Envoyé spécial au Panama, au Vietnam, à Moscou, au Mexique, en Colombie, à Madagascar, en Afrique du Sud, au Maroc, en Tunisie, au Brésil encore, il découvre toutes les turpitudes qui pervertissent la vie sur notre planète mais, au Monde, la succession d’André Fontaine est ouverte. Jacques Lesourne hérite de la direction. Alain Minc et Jean-Marie Colombani entament un travail de sape. Éric Fottorino décide alors de faire une pause et de prendre une année sabbatique pour écrire un roman. Éric Arnoult – Orsenna le conseille et il publie Rochelle avant de revenir au Monde, fin 1994, appelé par Edwy Plenel, Jean-Marie Colombani étant directeur . il réussit maintenant à faire la part entre le journalisme et son travail d’écrivain.
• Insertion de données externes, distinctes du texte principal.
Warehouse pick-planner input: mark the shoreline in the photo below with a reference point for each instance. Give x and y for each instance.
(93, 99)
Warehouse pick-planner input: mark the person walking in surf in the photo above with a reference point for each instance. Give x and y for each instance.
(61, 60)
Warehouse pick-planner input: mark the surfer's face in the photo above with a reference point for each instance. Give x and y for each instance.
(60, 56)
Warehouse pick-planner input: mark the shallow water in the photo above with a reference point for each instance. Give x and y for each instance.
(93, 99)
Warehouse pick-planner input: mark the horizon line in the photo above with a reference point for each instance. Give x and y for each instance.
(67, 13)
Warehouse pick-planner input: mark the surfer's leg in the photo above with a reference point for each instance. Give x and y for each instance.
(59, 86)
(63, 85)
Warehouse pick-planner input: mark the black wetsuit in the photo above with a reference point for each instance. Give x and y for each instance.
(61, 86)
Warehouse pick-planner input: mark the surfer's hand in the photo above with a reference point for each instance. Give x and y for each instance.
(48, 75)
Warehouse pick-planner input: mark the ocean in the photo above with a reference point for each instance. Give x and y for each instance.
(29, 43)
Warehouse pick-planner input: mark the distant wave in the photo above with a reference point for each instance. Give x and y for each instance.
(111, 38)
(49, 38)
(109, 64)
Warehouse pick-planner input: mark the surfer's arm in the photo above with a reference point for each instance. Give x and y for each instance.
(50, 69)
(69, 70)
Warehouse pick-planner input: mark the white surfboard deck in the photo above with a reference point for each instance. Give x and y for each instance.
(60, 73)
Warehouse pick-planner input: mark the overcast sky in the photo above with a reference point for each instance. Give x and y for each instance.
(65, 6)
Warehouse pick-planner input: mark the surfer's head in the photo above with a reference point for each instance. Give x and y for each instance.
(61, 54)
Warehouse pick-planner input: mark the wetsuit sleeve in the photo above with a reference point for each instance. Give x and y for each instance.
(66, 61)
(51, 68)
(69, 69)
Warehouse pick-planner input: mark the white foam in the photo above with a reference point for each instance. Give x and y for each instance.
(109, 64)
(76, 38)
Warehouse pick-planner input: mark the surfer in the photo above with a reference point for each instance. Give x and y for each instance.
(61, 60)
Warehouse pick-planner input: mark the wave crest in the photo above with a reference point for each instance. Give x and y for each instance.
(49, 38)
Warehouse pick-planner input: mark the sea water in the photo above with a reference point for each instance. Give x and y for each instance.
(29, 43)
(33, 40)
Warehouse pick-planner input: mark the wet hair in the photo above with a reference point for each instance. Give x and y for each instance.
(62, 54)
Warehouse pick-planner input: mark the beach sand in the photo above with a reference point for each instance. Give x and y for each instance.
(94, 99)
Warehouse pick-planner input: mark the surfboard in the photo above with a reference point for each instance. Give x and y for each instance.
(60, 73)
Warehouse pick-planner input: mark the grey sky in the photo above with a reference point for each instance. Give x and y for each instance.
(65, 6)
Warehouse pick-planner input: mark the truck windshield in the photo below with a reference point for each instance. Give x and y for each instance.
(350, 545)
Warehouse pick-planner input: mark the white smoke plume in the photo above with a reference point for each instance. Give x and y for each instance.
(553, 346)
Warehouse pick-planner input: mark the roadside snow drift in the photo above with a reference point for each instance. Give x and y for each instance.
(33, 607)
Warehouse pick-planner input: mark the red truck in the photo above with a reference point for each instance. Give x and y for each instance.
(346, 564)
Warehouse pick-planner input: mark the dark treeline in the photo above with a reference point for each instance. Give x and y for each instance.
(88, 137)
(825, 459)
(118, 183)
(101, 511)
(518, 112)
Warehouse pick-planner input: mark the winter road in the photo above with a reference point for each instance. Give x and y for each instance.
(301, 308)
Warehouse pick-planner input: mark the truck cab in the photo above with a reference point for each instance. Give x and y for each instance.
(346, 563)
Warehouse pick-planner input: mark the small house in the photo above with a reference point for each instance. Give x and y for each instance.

Le Monde a déménagé à la rue Falguière et sa nouvelle formule a fait remonter les ventes de 6%. Les journalistes travaillent maintenant en open space, regrettant l’époque des petits cagibis de la rue des Italiens. Éric Fottorino fait partie de l’équipe des grands reporters et ses modèles sont Jean-Claude Guillebaud et Jean Lacouture. Il consacre son dernier reportage au Rwanda et publie Cœur d’Afrique juste avant que Edwy Plenel ne le nomme rédacteur en chef chargé du service des reporters.
Pendant cinq ans, de 1998 à 2003, il n’écrit plus mais anime une équipe, même si, en 1999, il publie une double page d’extraits du livre de Véronique Vasseur, médecin-chef à la Santé. 2001, c’est l’année de sa fameuse expérience au cœur de la course à étapes du Midi Libre avec un vélo offert par Jimmy Casper. Après s’être entraîné très dur, il peut rouler aux côtés des coureurs et raconte au jour le jour ce qu’il vit. Il y a ensuite le choc du 11 septembre, des hommages funèbres à Tabarly, à Gainsbourg, etc… Puis Pierre Péan et Philippe Cohen publient La face cachée du Monde, un poison lent qui vise le triumvirat Colombani – Minc – Plenel. Ils quitteront le journal l’un après l’autre.